The actual patron saint of car drivers is a lovely Italian woman who was born in 1384. This is nearly 100 years before Leonardo da Vinci's self-propelled vehicle was sketched out on paper, 400 years before Nicolas-Joseph Cugnot of France built a steam tractor for the military, 450 years before Robert Anderson of Scotland built an electric carriage and 500 years before Karl Friedrich Benz of Germany built the first actual gasoline-powered automobile.

Even more impressive, while headlamps for automobiles didn’t arrive until the 20th century, this model of Christian living had already been traveling at night with her own unique headlamp leading her way in the darkness of Rome back in the 14th century.

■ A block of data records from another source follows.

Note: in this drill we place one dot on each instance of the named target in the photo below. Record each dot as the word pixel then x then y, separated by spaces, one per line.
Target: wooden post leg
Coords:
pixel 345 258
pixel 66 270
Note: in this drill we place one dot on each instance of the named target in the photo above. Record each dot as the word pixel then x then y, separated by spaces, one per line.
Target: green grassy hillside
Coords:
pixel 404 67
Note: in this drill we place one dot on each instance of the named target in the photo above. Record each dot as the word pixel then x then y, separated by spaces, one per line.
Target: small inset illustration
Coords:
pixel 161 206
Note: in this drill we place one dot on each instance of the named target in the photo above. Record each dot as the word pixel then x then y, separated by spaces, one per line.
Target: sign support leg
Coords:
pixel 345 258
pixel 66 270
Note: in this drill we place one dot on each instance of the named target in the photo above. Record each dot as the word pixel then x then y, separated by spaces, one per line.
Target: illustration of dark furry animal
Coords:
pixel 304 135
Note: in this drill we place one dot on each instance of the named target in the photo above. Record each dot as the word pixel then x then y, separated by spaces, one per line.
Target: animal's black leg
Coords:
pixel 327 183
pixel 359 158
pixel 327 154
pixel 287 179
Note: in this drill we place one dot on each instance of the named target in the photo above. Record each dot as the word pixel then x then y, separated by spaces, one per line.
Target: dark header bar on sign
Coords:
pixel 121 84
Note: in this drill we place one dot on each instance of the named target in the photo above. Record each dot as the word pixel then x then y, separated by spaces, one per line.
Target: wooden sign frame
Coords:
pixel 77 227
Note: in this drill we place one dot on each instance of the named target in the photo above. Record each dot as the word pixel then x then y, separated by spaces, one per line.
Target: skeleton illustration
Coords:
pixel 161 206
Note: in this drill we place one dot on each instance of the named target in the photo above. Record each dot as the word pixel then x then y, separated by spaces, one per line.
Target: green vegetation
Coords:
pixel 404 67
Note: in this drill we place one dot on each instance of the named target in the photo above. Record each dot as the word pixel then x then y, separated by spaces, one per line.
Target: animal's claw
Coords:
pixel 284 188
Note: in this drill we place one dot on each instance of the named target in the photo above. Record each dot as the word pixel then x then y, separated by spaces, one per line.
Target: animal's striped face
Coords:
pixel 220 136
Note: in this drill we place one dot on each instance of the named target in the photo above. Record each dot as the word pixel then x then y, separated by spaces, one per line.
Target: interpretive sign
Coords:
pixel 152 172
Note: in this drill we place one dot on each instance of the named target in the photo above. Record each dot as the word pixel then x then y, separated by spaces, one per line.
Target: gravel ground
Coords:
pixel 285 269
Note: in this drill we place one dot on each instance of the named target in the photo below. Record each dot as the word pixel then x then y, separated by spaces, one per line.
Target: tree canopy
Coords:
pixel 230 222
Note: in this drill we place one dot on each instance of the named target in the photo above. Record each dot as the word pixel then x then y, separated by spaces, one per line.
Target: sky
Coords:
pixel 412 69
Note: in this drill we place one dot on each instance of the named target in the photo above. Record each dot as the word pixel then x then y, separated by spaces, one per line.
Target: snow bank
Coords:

Her life was a bit uncommon. She was born in a wealthy family and surrounded by many advantages and comforts. As a very young girl, she was impressed with the many religious sisters who walked about the Holy City. Their holiness, their religious habits, from various communities, and their happiness and joy impressed the young girl so much that she expressed an early desire to become one of them. But, her parents had other plans.

Shortly after entering her teenage years, she was married to Lorenzo Ponziani, commander of the papal troops of Rome. This marriage, a very loving one, lasted for more than 40 years.
While Lorenzo dealt with his military issues, our saint would invite her sister, Vannozza, to join her to pray, visit the poor, care for the sick and be involved in various other acts of charity with those most in need. Her example was contagious, and she motivated others to do the same. One source on her life mentions that she became known by the nickname “the queen.”

Her marriage was a fruitful one. Six children were born in the Ponziani family. Sadly, two died during the plague. Wars and many other hardships did away with her family’s wealth and many possessions, but her suffering did not end there. After being wounded in battle, her loving husband would succumb to his wounds when she was in her mid-50s. But, this widow continued her pious and charitable works.

She founded the Olivetan Oblates of Mary, a confraternity of pious women. She also founded a convent for common life. She received approval of Pope Eugene IV to establish a religious congregation of nuns. A community that became known as the Oblates of Saint Frances of Rome.

She loved Jesus and served Him present in the poor and suffering. She motivated many others to do the same. She died before her 60th birthday.

She was canonized in 1608, and in 1925 Pope Pius XI declared her the patron saint of automobile drivers because of a legend that her guardian angel used to light the road in front of her with a lantern when she would go out at night to help those in need.

Saint Frances of Rome, patroness of drivers, pray for us.